On ne reconstruit pas une nation avec des mythes

6 décembre 2007 par Denis Sieffert

Je suis heureux que, par ma présence, l’hebdomadaire Politis soit associé à cette conférence. Pour cette deuxième session, nous avons à réfléchir au thème « L’Amnistie-amnésie, ça ne fonctionne pas ». Et en guise d’introduction, je voudrais rappeler, par une anecdote qui date des années soixante et du Général de Gaulle, ce qu’est véritablement l’amnésie en politique.

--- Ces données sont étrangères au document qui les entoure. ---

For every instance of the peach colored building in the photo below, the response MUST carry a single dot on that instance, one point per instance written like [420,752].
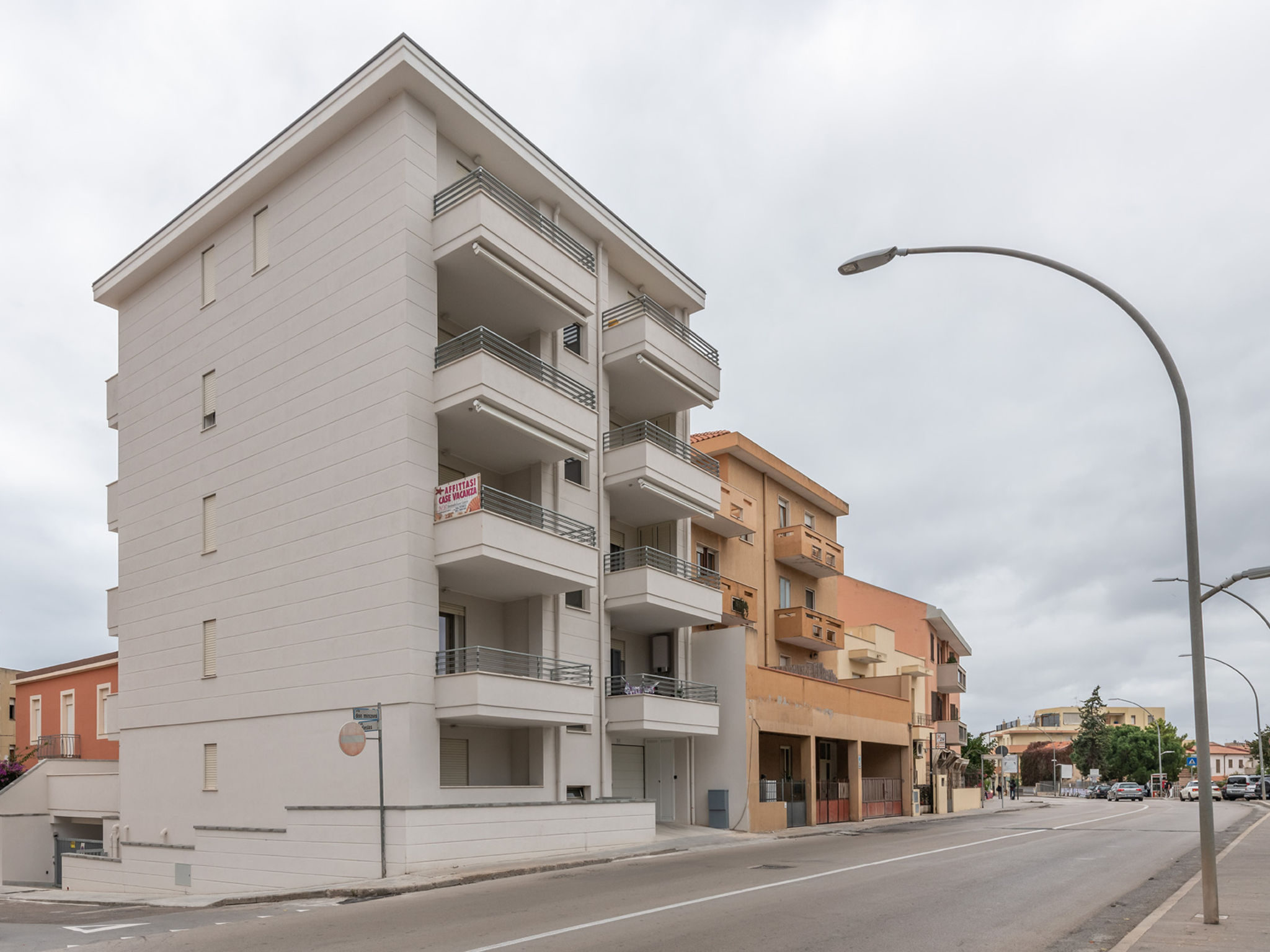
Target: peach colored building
[797,744]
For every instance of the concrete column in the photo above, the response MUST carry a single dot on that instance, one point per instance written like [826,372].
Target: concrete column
[856,810]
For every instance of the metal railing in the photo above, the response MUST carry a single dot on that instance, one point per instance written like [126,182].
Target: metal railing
[619,684]
[647,558]
[500,503]
[484,339]
[481,179]
[644,305]
[495,660]
[644,431]
[58,746]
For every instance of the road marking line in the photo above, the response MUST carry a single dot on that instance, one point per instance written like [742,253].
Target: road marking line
[789,883]
[1162,909]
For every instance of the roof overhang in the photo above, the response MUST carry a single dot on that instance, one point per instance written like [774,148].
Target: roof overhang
[946,630]
[403,66]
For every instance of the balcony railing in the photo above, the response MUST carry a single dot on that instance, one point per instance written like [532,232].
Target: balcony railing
[500,503]
[58,746]
[647,558]
[507,352]
[482,180]
[495,660]
[620,684]
[654,434]
[644,305]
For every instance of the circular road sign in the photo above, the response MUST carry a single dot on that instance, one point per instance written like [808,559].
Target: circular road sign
[352,739]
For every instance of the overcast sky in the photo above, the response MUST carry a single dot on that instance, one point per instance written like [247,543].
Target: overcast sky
[1006,438]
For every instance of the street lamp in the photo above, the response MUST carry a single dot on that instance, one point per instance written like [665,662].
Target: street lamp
[1261,753]
[1207,843]
[1160,739]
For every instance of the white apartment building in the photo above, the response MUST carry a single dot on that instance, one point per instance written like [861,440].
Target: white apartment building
[401,293]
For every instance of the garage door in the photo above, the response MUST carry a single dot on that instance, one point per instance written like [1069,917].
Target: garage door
[628,771]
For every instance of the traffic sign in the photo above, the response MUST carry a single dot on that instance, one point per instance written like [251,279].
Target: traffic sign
[352,739]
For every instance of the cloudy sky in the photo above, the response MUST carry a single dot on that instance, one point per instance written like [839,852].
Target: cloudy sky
[1006,437]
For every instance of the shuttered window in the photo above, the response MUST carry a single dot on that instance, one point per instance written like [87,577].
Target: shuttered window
[210,767]
[260,239]
[208,276]
[210,523]
[210,648]
[208,400]
[454,762]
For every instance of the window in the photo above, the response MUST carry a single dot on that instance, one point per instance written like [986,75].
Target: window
[260,240]
[103,692]
[210,523]
[454,762]
[210,648]
[210,767]
[208,276]
[208,400]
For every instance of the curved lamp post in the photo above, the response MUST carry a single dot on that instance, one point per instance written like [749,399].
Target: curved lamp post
[1207,843]
[1256,702]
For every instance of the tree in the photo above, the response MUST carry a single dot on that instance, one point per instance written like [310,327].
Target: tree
[1089,746]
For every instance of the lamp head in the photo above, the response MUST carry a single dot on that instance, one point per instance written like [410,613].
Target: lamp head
[870,260]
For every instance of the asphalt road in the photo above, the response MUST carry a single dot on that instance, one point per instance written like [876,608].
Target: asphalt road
[1073,875]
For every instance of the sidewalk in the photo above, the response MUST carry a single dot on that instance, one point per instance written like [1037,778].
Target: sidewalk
[671,838]
[1242,901]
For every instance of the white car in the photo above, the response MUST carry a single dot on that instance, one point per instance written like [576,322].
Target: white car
[1192,791]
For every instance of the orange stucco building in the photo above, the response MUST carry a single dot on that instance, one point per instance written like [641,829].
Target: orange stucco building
[66,710]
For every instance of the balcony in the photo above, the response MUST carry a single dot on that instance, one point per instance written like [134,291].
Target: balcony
[739,602]
[949,678]
[112,407]
[653,478]
[56,747]
[506,549]
[651,706]
[808,628]
[956,731]
[489,685]
[504,408]
[649,591]
[504,265]
[737,514]
[807,551]
[655,363]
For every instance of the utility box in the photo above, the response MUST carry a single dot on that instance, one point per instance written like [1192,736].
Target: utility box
[717,801]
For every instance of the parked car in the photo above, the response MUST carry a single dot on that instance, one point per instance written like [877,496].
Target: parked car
[1236,786]
[1192,791]
[1127,790]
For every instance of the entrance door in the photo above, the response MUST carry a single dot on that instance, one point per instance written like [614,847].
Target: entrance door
[629,772]
[659,777]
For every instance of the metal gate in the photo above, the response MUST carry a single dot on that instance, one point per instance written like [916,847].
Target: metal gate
[61,847]
[832,801]
[882,796]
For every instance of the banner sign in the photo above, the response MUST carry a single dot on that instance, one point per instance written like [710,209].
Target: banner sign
[458,498]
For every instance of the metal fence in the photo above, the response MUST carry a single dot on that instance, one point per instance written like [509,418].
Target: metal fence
[495,660]
[648,558]
[500,503]
[484,339]
[654,434]
[58,746]
[644,305]
[479,179]
[621,684]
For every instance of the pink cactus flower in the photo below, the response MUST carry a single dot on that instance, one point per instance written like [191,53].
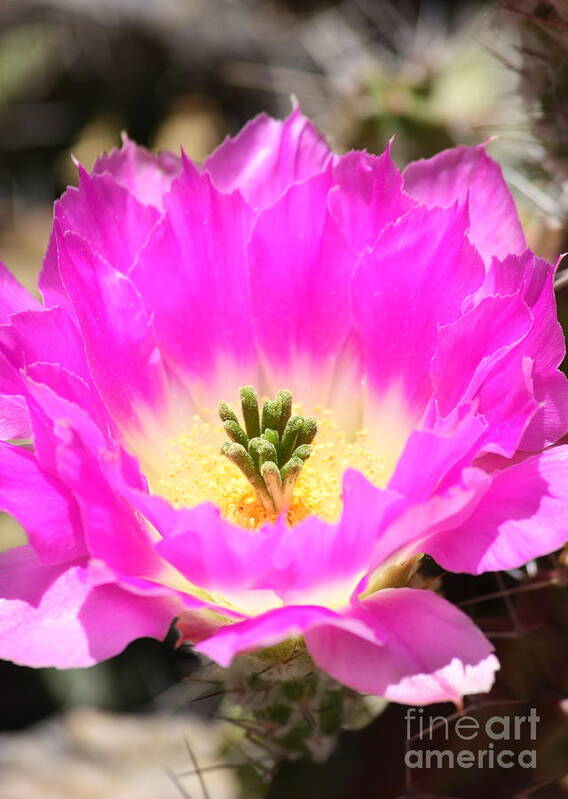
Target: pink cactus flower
[407,341]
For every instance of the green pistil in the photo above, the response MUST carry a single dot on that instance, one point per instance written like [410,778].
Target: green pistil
[271,447]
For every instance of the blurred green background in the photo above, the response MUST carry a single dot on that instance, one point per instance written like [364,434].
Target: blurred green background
[73,75]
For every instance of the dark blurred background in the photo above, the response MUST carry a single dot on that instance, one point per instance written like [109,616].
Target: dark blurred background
[73,75]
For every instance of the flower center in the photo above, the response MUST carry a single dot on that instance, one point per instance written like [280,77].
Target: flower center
[273,464]
[271,449]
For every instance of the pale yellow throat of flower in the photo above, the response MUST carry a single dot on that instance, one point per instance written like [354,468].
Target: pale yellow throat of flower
[198,472]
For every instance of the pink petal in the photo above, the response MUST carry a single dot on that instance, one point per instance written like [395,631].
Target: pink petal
[48,335]
[14,418]
[424,649]
[367,196]
[320,563]
[468,173]
[209,551]
[301,267]
[521,516]
[117,332]
[53,616]
[146,175]
[267,157]
[192,276]
[266,630]
[421,518]
[415,279]
[482,357]
[13,296]
[42,504]
[91,211]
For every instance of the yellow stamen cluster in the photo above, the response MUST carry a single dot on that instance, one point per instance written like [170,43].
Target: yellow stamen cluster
[200,473]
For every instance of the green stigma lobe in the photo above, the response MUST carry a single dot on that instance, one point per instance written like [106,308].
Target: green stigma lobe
[271,447]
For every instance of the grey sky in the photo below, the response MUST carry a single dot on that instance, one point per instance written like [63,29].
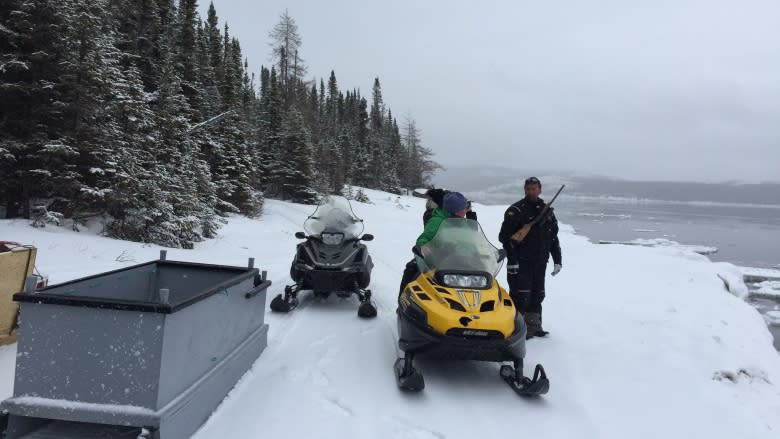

A cette époque, un film, « Le chagrin et la pitié », était en préparation, qui montrait la réalité, et même la vérité de la France, d’une partie de la France, sous l’occupation. C’était l’époque, aussi, où l’on ne montrait rien, en tout cas rien de "sensible", à la télévision française sans demander l’autorisation de l’Elysée – peut-être en revient-on aujourd’hui à cette époque-là, je ne sais… Et le président de l’ORTF de l’époque, quand il s’est rendu à l’Elysée, a dit « Mon Général, ce film est formidable, il faut absolument montrer à 20h 30 aux téléspectateurs ce qu’a été la France sous Vichy, sa réalité, sa complexité, la collaboration, ses compromissions, etc ». Et de Gaulle a répondu « Non, pas question », Le président de l’ORTF a dit « Mais mon Général, c’est pourtant la vérité ! », et de Gaulle a répliqué « On ne reconstruit pas une nation avec des vérités, on la reconstruit sur des mythes ».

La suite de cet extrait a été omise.